I chose the first option because I can, easily. However, either that font sucks balls or I need new glasses because it’s very blurry. Maybe it’s my boyfriend’s monitor. I’m not used to his.

Pretty easily. I had the habit as a kid of reading my books upside down during class, which caused my teachers to think I was just goofing off. Quite a few times I had to read aloud with my book upside to prove that I could, and was, reading that way.

As an economics teacher, I’ve learned to draw and label all the major economic models upside down, across a desk when tutoring. Compared to that, reading upside down is nothing.

I have to sit there and interpret it but I can do it.

Flashback to fourth grade. Our teacher was giving us a lesson with the help of overhead foils, and she was sitting next to my desk. The answer to a question she threw out was on the next slide, so I blurted it out without thinking. She looked at me and said: "You read that upside down and backwards." I guess I did. I never thought about it until then. I just did it.

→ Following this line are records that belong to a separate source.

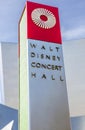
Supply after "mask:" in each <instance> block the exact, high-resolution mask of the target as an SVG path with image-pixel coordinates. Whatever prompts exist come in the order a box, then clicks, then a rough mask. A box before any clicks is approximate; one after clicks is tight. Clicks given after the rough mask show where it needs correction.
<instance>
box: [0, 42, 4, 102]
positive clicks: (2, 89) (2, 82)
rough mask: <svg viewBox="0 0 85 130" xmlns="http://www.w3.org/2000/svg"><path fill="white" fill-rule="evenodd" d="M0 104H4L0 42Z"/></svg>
mask: <svg viewBox="0 0 85 130" xmlns="http://www.w3.org/2000/svg"><path fill="white" fill-rule="evenodd" d="M0 104H4V84H3V67H2V51H1V43H0Z"/></svg>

I spent a lot of time in the principal’s office in high school. Reading upside down is a skill one acquires at such times. I’ve kept it up since because you never know when you’ll be able to use it and there’s no time to learn on the fly.

Cute!

My niece’s teacher told her parents that when she comes to a scary book she reads it backwards so it’s less scary!

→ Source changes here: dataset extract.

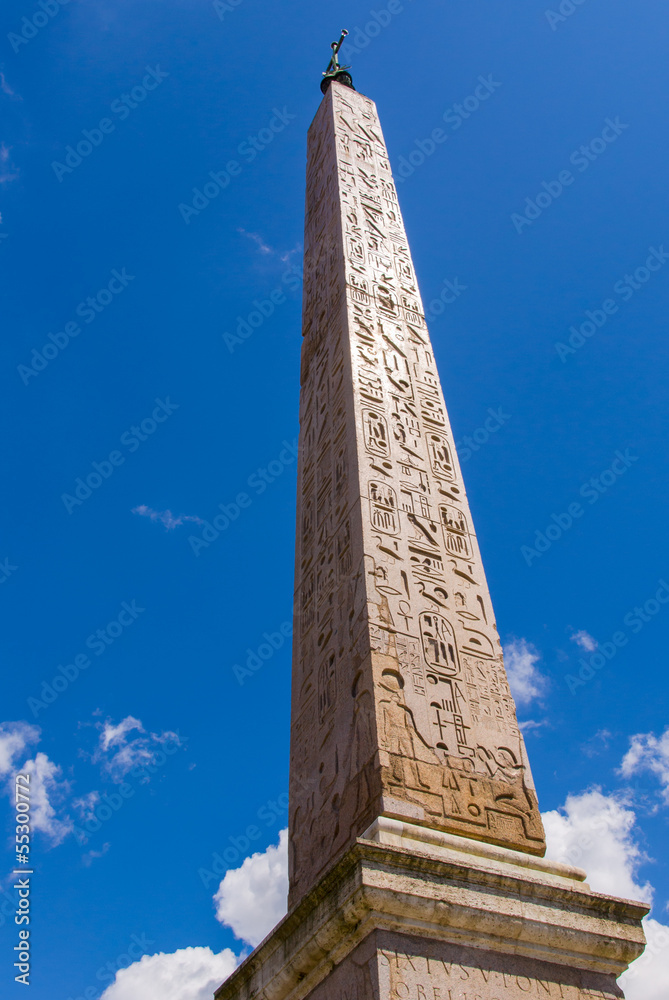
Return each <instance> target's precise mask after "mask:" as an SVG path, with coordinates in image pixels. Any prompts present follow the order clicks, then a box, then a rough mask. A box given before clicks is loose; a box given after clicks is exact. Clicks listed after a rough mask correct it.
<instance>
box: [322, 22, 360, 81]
mask: <svg viewBox="0 0 669 1000" xmlns="http://www.w3.org/2000/svg"><path fill="white" fill-rule="evenodd" d="M347 35H348V31H347V30H346V28H342V30H341V37H340V39H339V41H338V42H332V43H331V45H330V48H331V49H332V58H331V59H330V62H329V63H328V68H327V69H326V70H325V72H324V73H323V79H322V80H321V90H322V91H323V93H325V92H326V90H327V89H328V87H329V86H330V83H331V82H332V81H333V80H336V81H337V82H338V83H343V84H344V86H345V87H350V88H351V90H355V87H354V86H353V78H352V77H351V74H350V73H348V72H347V70H349V69H350V68H351V67H350V66H340V65H339V58H338V56H339V50H340V48H341V47H342V43H343V41H344V39H345V38H346V36H347Z"/></svg>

I’m good at reading and writing upside down because I’m an English language teacher and often model handwriting or spellings for kids from the other side of their tables.

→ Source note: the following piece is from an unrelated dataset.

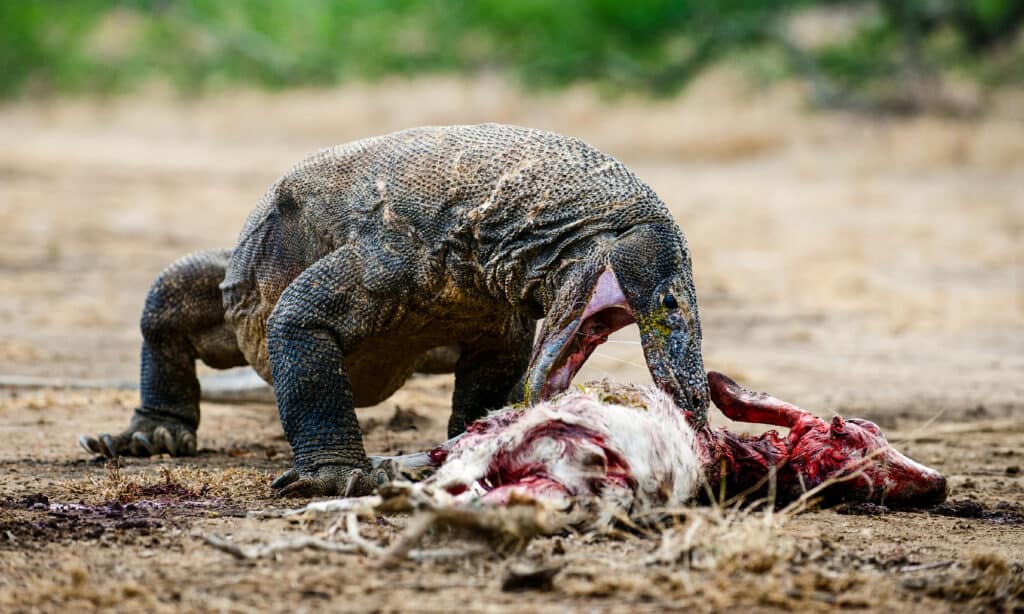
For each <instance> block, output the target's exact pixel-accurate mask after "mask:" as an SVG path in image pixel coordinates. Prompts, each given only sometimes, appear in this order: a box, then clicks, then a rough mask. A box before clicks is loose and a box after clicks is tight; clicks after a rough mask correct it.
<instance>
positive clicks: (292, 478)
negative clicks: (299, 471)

˙ooʇ uʍop ǝpısdn ʎןqɐssɐd ǝʇıɹʍ uɐɔ ı ˙ʇı ɥʇıʍ sɯǝןqoɹd ʎuɐ ǝʌɐɥ ʇ,uop ı

I chose the first option. I’m a teacher. Even if I hadn’t already been able to do so, I’d have been a fool not to practise until I could.

Pretty well but not quite as fluidly as right side up.

After I’ve seen that it’s upside down I can very nearly read it as well as if it were upside up.

Ah, but can you type upside down? :slight_smile:

My upside-down reading is slower than my upright reading, but it’s still faster than most peoples’ upright reading. I’ve never made an effort to cultivate the skill, but it does come in handy when teaching, as others have mentioned.

I have no problem reading upside-down . . . or even reading the label on an LP while it’s rotating.

I do well reading it when the type is normal, but I notice that in the poll the ‘g’ and ‘h’ in right are aligned oddly compared to how the would be on a sheet up paper turned upsidedown.

It’s really not that hard with a bit of practice

There’s a website that converts the text. The ‘upside-down’ letters are mostly extended Latin characters that are used in things like IPA, so they don’t necessarily align the same. Plus there are a few from other scripts (the upside-down g is some kind of Cyrillic letter, I think).

Ah, I was wondering how the heck you did that.